The academic schedule will include:
- First day of fall semester classes will be Aug. 24
- Classes will be held on Labor Day (Sept. 7)
- A traditional “fall break” will be observed (Oct. 19-20)
- A traditional Thanksgiving break will occur (Nov. 25-28 on the academic calendar)
- Following Thanksgiving break, there will be flexibility in scheduling the remaining three weeks of the semester, including study time and finals – remote or in-person
- Commencement will remain scheduled on Dec. 18 if health conditions allow
Preparations are being made to accommodate faculty and students with protections for those who cannot attend class in-person.
The announcement follows weeks of conversations and research on expert health recommendations, with broad input and dialogue among faculty, staff and students across campus, Bicak said. Some universities have announced plans to start the fall semester early, and others to move their instruction entirely remotely. Bicak and Kristensen said UNK will continue to focus on what is best for students, which is the residential experience. However, the flexibility is essential to balance what is best for the entire community, based on safety.

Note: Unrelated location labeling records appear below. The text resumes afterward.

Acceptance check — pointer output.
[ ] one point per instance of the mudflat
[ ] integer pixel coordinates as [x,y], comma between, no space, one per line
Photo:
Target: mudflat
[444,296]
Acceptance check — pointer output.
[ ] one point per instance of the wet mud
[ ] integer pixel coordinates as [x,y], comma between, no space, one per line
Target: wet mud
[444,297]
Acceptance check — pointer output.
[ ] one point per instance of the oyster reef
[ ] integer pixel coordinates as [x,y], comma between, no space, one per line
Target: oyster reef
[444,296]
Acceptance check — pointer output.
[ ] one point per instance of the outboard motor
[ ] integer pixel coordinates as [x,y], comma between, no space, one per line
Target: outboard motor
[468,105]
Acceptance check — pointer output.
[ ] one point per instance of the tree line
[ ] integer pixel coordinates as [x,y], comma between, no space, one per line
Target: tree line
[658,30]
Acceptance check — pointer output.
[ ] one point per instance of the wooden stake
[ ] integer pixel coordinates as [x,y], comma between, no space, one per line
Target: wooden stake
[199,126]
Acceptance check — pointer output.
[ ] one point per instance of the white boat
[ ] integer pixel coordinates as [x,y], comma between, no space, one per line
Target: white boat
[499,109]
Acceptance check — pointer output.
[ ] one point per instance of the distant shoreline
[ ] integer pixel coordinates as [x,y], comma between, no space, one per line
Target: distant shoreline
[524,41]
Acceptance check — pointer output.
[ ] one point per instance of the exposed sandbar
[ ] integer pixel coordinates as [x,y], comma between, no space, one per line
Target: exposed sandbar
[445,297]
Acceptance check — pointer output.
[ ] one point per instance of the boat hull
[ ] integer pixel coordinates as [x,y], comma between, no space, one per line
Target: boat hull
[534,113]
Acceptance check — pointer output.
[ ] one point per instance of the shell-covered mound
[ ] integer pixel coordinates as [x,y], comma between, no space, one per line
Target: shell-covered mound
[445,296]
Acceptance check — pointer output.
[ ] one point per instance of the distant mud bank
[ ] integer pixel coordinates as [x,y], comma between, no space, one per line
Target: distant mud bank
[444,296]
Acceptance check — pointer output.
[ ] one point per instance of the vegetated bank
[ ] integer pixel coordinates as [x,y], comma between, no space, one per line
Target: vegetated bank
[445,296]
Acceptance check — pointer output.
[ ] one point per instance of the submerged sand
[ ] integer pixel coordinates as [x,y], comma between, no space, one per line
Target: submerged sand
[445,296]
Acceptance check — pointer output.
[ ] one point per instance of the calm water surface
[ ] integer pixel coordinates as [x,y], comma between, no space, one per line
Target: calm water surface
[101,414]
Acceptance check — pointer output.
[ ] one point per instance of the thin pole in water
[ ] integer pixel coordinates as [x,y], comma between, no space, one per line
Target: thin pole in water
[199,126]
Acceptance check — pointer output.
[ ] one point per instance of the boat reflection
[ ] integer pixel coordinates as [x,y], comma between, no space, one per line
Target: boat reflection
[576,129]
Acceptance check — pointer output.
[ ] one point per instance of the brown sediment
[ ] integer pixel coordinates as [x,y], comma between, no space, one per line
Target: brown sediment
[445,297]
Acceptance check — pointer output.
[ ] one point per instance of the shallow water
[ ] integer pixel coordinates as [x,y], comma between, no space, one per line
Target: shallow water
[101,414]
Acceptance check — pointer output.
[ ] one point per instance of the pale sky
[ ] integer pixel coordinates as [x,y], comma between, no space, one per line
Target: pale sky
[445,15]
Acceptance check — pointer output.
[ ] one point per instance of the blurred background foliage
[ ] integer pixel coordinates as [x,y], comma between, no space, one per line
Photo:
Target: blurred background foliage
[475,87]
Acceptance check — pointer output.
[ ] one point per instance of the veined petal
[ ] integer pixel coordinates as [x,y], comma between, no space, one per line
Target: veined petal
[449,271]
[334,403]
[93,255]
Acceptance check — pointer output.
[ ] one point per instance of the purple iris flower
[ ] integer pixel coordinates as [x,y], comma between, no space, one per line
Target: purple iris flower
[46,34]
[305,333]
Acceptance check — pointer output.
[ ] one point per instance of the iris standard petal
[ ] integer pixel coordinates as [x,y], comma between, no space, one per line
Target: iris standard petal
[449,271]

“In our conversations and driving our decision-making is UNK’s student-focused approach,” Bicak said. “It’s helpful for students to have an academic calendar that is as predictable as we can design at this time. The added flexibility is student-driven, while paying close attention to the consideration and flexible capability of the faculty to protect their own health while making their decisions about how to deliver the best instruction.”
Bicak said a campus wide reopening task force has drafted recommendations for considering adjustments on health protection measures; policies; education and communication; classrooms, labs, studios and library; facilities, residence halls and the student union; athletics and intramurals; and experiential learning (internships, student research, performances and creative activities).
UNK faculty and staff have participated in committee discussions and surveys and sought student input to work to adjust operations and practices to safely open campus this fall. Bicak said it’s important that the discussions continue through summer as the community continues to observe local directed health measures, and the transient nature of the virus. Some approaches and details for fall are unknown, while contingencies continue to be planned.
For example, students arriving from COVID-19 “hot spots” may need to be quarantined before attending classes and events, and, student/staff/faculty travel may need to continue to be reported for self-quarantine.
All these considerations helped arrive at the approach to the fall 2020 academic calendar, Bicak said. Final adjustments, such as on “Dead Week” and finals, will be made closer to these dates and after input from faculty and students.
Chancellor Doug Kristensen said health and safety continues to be the first priority in approaching all adjustments and responses to the challenges from the pandemic.
“These are unprecedented times that call for caution and patience in our approach, while continuing to advance our mission,” Kristensen said. “The UNK way is to work as a team and focus on our students and the quality academic experience here to help guide these decisions.”